月上君、お見舞いのたびにそうしているのだろうか。……けなげだなぁ。
「症状は──記憶喪失以外には?」
「何も。香里の身体には何の異常もない」
言いながら、開いていた窓を閉める月上君。
もうすぐ日が暮れる。7月とはいえ、じきに寒くなるだろう。
トントン、と病室のドアがノックされて、月上君の返事を受けた後、開く。
「そろそろ面会時間が終わりますので、よろしくお願いしますね」
それだけ言って、看護師さんはドアを閉めた。
現在時刻、午後5時45分。……まだ時間はある。
「ねえ、月上君」
「なんだ、高宮」
一つ、いや二つかな? 試してもらいたいことがある。
「三ノ上さんに話しかけてくれない?」
「香里に?」
──あ、やっぱり。
「少しの言葉でいいから。ただ必ず三ノ上さんの『名前』を1回は言ってみて」
「あ、ああ……」
三ノ上さんに向かい、慣れた口調で話し始める。
「なぁ香里、今日はめっちゃ驚いたことがあるんだ。おれっちの隣にいるこいつ、高宮巡っていうんだけどよ……」
まさか僕の話とは。
まあでも、話の内容は関係ない。
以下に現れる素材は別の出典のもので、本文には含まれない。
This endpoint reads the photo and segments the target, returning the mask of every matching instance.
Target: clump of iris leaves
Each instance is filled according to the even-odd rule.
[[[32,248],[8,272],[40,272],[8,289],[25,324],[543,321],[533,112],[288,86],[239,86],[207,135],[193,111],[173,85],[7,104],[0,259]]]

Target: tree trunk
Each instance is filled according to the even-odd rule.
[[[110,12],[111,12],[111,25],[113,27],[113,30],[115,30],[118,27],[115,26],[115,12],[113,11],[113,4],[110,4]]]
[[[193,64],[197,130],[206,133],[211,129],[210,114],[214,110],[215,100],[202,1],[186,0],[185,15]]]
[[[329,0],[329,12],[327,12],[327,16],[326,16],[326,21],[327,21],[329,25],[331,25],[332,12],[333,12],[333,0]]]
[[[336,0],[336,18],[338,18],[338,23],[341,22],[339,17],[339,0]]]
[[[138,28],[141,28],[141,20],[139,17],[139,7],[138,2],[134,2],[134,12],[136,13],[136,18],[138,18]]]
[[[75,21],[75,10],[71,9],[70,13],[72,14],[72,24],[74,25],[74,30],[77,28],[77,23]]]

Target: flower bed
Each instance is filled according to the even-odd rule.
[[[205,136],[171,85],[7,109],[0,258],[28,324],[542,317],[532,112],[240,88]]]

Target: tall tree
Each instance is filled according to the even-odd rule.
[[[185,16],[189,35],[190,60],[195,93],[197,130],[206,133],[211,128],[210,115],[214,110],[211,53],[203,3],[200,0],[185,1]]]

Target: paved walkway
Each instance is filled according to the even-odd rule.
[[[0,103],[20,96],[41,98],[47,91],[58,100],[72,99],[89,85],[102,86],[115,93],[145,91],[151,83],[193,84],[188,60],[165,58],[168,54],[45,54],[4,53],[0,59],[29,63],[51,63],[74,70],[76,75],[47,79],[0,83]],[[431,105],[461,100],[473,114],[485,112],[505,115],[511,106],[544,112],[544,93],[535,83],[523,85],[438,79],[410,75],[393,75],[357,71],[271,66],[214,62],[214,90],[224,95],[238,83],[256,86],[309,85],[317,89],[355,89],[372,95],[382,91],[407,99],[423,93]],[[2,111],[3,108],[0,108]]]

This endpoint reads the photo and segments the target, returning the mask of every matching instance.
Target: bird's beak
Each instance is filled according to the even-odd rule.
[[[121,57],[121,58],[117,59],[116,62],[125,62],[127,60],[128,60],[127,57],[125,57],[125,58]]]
──ああ、やっぱり。
「それでおれっち、めっちゃ驚いて──」
「月上君、もう大丈夫」
「は?」
話せと言われて話したのに、それを途中で止められて、少し不機嫌になる月上君。
「高宮、一体何を──」
「何か考えがあるんだね、巡?」
「うん、努。……月上君、もう一つだけお願い。香里さんの名前を言って、呼びかけて」
「はぁ? ……何が何だか分かんねぇんだけど」
まあいいか、と言って香里さんに再び向かって。
「香里、──」
言葉を続けようとする月上君を制し、僕の口に人差し指を当てて「しー」のジェスチャー。
戸惑いつつも、その通りにしてくれた。
数秒後。
「……カオ、リィ」
「っ! か、香里! おれっちだよ、分かるか、なぁ──」
「残念だけど、ちゃんとは分からないと思うよ。でも……」
予想通り。
「聞いてた通り、『カオリ』という単語は憶えているみたいだね」
「……? ねえ巡、その言い方は変じゃない?」
さすが瞳、気付いたみたい。
「自分の名前を憶えている、ってことじゃないの?」
「多分違うよ。試してみよっか。……香里」
まだ一度も話したことがないから少し申し訳ないけど、呼び捨てで呼ばせてもらう。
で、数秒後。
「……」
「ほら」
「何がよ」
まだ分からない様子。
「僕はわざと、三ノ上さんの名前を呼び捨てで呼んだ。なのに『カオリ』と口にしなかった。さっき月上君が呼びかけた時は反応はせずとも『カオリ』と口にした。月上君に呼ばれたときだけ、その単語を呟いているみたいなんだ」
「なるほどね」
おや、努は今ので分かったらしい。
「妙だとは思ったんだ。三ノ上は『カオリ』ではなく『カオリィ』と語尾を伸ばしていた。その言い方、イントネーションは──月上、君のものだ」
月上君、とっても驚いている。
「多分、月上君の発する『カオリ』という単語のみ、憶えていたんだ。それが偶然なのか、望んだからかは分からないけどね」
「で、でも!」
次の瞳から発せられる言葉に、予想はついている。
「なんで一つだけ」
「憶えていたか、ってこと? それはまた明日、だね」
「え?」
瞳の話を遮るように、ゆっくりとした音楽が流れ、続けざまに面会時間終了5分前を知らせに看護師さんが来た。
「さあ、帰ろっか。……ああそうだ、月上君」
「ん?」
「明日また試したいことがあるんだ。放課後、先に病院に来ていてくれる?」
「あ、ああ……」
……これで、きっと大丈夫。
この問題は、数日──明日はまだ確認する段階だから、最短あと二日で片が付く。
──僕の予想が当たっていれば、の話だけれど。